Woods played alongside DeChambeau, who fired the day's low round at 63 to share second with Hatton, who shot 69.

DeChambeau, expected to join Woods in getting a US Ryder Cup captain's pick from Jim Furyk on Tuesday, answered a bogey at 15 with birdies 16 and 17 and landed a 237-yard second shot two feet from the cup at the par-5 18th for a tap-in eagle.

"It's never bad to shoot 4-under your last three holes," DeChambeau said.

"I was little frustrated about 15 in taking bogey as I hit a really good putt, a fraction too hard, made a 360-degree lip on me. That's golf. It's going to happen.

"But I was able to respond well.

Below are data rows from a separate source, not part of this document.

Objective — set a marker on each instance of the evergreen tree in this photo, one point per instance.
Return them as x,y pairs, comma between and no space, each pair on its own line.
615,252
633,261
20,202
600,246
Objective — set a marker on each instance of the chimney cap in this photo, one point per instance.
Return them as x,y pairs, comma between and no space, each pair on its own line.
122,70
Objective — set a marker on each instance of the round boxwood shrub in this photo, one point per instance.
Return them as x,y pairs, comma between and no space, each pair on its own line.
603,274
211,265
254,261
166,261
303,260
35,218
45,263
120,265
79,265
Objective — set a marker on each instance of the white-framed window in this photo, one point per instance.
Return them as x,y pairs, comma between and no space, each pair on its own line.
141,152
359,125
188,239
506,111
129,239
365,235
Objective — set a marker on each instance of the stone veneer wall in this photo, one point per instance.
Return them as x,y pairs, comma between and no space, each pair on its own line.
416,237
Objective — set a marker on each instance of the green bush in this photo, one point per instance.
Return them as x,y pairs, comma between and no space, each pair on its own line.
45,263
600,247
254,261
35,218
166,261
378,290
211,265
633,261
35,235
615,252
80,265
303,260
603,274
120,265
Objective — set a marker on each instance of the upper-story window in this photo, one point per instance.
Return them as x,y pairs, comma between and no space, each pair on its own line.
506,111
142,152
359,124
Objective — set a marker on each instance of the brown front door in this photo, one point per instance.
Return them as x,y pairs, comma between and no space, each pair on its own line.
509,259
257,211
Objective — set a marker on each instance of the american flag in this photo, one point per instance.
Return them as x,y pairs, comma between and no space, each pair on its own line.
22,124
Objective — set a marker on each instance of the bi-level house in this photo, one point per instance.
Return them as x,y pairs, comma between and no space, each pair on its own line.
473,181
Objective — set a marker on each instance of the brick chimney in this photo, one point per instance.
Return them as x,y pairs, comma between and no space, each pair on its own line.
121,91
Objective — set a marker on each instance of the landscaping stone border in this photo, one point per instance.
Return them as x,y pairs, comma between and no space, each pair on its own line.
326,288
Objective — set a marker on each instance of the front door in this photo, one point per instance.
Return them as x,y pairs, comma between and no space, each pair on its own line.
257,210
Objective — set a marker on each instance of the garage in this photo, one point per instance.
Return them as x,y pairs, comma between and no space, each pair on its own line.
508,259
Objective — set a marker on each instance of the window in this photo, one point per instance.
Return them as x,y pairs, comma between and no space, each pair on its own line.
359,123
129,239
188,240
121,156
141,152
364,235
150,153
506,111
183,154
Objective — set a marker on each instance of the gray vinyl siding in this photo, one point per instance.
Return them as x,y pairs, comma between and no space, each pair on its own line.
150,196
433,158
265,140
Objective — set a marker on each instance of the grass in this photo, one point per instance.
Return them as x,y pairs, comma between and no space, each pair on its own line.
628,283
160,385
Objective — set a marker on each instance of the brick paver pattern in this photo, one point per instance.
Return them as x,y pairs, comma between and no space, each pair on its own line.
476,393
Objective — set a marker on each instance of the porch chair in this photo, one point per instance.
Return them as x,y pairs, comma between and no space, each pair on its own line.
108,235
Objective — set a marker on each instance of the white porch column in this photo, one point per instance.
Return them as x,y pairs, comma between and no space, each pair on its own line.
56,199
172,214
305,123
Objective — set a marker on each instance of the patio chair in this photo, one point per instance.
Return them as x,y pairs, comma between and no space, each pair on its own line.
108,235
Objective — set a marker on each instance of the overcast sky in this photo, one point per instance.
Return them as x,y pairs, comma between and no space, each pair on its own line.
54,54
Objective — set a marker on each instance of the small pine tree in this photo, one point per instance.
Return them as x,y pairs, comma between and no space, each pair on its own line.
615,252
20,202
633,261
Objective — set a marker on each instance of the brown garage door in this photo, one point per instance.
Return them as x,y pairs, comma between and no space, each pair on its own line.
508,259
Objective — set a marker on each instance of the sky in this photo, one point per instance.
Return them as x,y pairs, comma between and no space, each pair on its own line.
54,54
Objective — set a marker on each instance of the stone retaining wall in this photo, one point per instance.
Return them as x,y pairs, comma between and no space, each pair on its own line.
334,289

I think that's the important thing."

DeChambeau is looking to win back-to-back following his tearaway four-shot success a week ago in New Jersey in the first of the season-ending US PGA playoff events.

- McIlroy, Spieth four back -

Multiple-major winners Rory McIlroy and Jordan Spieth were on 204 as 11 rivals to Ancer lurked within four shots of the lead.

McIlroy, who fired a 66, showed his disgust in under-arming his putter at his golf bag after missing a par putt on 18 while Spieth, seeking his first victory this season, fought back from bogeys at 13 and 14 to birdie 15 and 16 on his way to shooting 68.

"I've gotten more comfortable with the feels, absolutely, through the bag," Spieth said.

"Today was kind of the best yet. I lost my driver in the middle of the round, which is tough, because that was a couple of strokes there on some key fairways so looking to hit a little better tomorrow.”